What could this secret possibly be? It is Genital Herpes!
As a person with genital herpes, I can often live in an ongoing fear of telling you of my condition. I suffer this fear as the result of your possible ignorance. How is it that one person should live in the fear of another person’s lack of knowledge? It’s true! Nearly 50 million new cases diagnosed each year will walk this same dreadful walk. The voices of conscience continually asking “will this person run from me?” “Will this person mock me?” So many times, I will draw the conclusion that the unknown response is the best and I will make my exit from your life. Never knowing if you might have been asking yourself those same questions. The statistics would indicate it is likely that you could, but then again, the risk and fear prevent me from speaking openly with you.
Over time, I have been placed in situations where I was made to feel sub-human.

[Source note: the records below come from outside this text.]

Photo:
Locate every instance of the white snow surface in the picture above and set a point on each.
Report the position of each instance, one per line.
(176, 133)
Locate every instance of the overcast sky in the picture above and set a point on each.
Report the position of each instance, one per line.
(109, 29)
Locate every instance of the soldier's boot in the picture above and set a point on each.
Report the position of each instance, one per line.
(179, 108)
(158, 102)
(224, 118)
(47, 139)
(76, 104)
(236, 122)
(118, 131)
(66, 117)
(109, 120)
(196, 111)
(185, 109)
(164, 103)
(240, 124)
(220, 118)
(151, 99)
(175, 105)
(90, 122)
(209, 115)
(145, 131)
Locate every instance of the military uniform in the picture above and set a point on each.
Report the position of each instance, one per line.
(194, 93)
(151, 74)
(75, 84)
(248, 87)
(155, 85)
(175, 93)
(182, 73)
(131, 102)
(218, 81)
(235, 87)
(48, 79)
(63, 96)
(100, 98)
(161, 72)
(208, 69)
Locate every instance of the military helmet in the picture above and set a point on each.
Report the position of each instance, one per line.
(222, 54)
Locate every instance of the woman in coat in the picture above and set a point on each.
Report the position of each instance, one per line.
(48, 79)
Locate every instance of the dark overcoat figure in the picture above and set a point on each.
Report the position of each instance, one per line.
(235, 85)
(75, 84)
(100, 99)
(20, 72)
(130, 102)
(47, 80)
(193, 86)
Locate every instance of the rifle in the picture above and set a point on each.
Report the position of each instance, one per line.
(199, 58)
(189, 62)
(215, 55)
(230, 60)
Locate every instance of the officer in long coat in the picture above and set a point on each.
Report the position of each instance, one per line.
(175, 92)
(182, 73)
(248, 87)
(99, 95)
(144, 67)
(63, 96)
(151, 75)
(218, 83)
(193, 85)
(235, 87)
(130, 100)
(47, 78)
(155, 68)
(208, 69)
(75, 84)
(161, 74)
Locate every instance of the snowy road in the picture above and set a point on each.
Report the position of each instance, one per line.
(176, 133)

Listening to jokes, ridicule and hurtful comments by all those who suffer from ignorance, up to and including talk show hosts that are admired by millions across the U.S. I have been a person who has had the quality of life snatched right out from under my feet, simply because I acted on human nature and had a sexual relationship with another person who’s life was affected by genital herpes.

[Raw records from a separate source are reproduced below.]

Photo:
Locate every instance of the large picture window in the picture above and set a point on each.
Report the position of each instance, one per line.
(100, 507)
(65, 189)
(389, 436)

What can you do as a person that I may encounter? Become aware! Genital herpes can be treated. With proper knowledge and consideration for you, I have the ability to protect you. Though I cannot completely eliminate your risk, I can minimize it tremendously.
Understand that just because I have genital herpes, this does not mean I am infectious 24 hours a day, seven days a week. It simply means I may become contagious a few times per year. Know that with proper care of my body, time can further reduce the frequency of when I might pass along this virus. If I am a person with genital herpes and have taken the time to get to know my body and how this virus reacts in it’s active state, I can recognize early symptoms that may further reduce my risk to you.
You have looked at people many times over your life that bore the symbol of herpes in the form of a cold sore. Were you quick to stand in judgment of them? Did you assume they had a severe cold or flu and perhaps that cold sore was the lingering aftermath of that battle? You assumed wrong! That cold sore is herpes and has little to do with a cold or flu. In fact, cold sores are becoming the most common cause of genital herpes cases diagnosed in the U.S. month after month.
As a person living with genital herpes, I ask you to learn more about me. Place me in a position that I may feel more at ease speaking openly with you. Let me see that a disclosure of such a personal nature will not be comparable to a scene from some old Friday night horror flick in which you would run screaming in fear. If you would be open to my confiding in you, you may just learn that I am the most honest and trustworthy person that you could encounter.
The majority of us living with genital herpes have found ourselves in this situation by no choice of our own, having been the victim of deception, cheating spouses or significant others. Not only do we carry the burden of a former deception, we have a lingering reminder of that breech of trust thrust upon us by another. Certainly, in many cases genital herpes is a form of baggage from a relationship past, but in the face of an understanding person, it does not have to be emotional baggage.
Genital herpes can be a secret borne by anyone, regardless of gender, status, or background. The next person that you encounter is potentially one of us. It is everyone’s responsibility to understand the pervasive nature of this condition, and to develop a working knowledge of how it influences those around us.